A 12th-grade student has created an innovative platform allowing people to evaluate the performance of different AI models in Minecraft creations, offering a fresh perspective on AI benchmarking.
A Novel Benchmarking Approach Addresses Limitations of Traditional Methods
As the limitations of traditional AI benchmarking methods become increasingly apparent, developers are seeking more creative evaluation avenues. For a group of developers, Microsoft's sandbox building game, Minecraft, has proven to be an ideal choice.
High school student Adi Singh, along with his team, developed the Minecraft Benchmark (MC-Bench) website, which allows AI models to compete head-to-head in challenges, responding to various prompts through Minecraft creations. Users can vote on which model performed better; the AI creator behind each creation is only revealed after voting.
Singh chose Minecraft as the testing platform due to its widespread recognition – as one of the best-selling video games of all time, even those unfamiliar with it can intuitively judge which blocky pineapple is superior.
"Minecraft makes it easier for people to see the progress in AI development," Singh told TechCrunch. "People are already familiar with Minecraft, its look, and feel."
Major AI Companies Support the Project
MC-Bench currently has 8 volunteers. According to the website, Anthropic, Google, OpenAI, and Alibaba have provided subsidies to the project, allowing the use of their products to run benchmarks, but these companies have no other affiliation with the project.

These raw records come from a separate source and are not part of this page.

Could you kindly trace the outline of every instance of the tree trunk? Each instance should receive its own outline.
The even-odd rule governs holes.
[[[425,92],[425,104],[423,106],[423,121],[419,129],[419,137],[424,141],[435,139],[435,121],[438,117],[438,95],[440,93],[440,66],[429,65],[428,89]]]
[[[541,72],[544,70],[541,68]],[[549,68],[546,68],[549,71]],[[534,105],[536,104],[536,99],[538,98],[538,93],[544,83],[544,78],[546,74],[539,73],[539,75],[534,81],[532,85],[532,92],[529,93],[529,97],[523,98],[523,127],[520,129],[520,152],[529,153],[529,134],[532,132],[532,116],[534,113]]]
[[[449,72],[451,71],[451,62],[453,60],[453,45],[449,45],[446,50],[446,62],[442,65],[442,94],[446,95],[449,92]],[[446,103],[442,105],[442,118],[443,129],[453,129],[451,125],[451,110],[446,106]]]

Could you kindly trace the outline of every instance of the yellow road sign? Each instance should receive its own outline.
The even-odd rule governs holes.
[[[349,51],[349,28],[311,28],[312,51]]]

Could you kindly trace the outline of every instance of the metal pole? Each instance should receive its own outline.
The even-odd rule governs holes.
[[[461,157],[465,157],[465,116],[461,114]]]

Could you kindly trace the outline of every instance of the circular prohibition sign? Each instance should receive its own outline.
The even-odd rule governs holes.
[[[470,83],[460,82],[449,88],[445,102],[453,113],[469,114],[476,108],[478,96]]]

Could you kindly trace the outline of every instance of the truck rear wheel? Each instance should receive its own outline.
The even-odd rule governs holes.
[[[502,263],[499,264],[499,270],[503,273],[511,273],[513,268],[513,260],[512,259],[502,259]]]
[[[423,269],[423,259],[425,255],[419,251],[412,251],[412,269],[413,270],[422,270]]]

Singh shared his vision for the project's future: "Currently, we're just doing simple builds, reflecting on how far we've come compared to the GPT-3 era, but we plan to expand to long-term planning and goal-oriented tasks. The game might just be a medium to test agent reasoning; it's safer than real life and more controllable in testing, which is ideal in my opinion."
Besides Minecraft, games like Pokémon Red, Street Fighter, and Pictionary have also been used as AI experimentation benchmarks, partly because AI benchmarking itself is incredibly challenging.
Intuitive Evaluation Replaces Complex Metrics
Researchers typically test AI models on standardized evaluations, but these tests often give AI models an unfair advantage. Due to their training, models are inherently good at certain types of problems, especially those involving memorization or basic reasoning.
This contradiction is evident in several cases: OpenAI's GPT-4 can score 88% on the LSAT but can't accurately count the number of "R"s in the word "strawberry"; Anthropic's Claude 3.7Sonnet achieves 62.3% accuracy on standardized software engineering benchmarks but performs worse than most five-year-olds at playing Pokémon.
Technically, MC-Bench is a programming benchmark requiring models to write code to create specified builds, such as "Frosty the Snowman" or "a charming tropical beach hut on a pristine beach." But for most users, evaluating the appearance of the snowman is more intuitive than deep code analysis, giving the project broader appeal and the potential to gather more data on model performance.
While the impact of these scores on AI practicality remains to be seen, Singh believes it's a strong signal: "The current leaderboard is very close to my own experience using these models, unlike many purely text-based benchmarks. Maybe MC-Bench can help companies understand if they are heading in the right direction."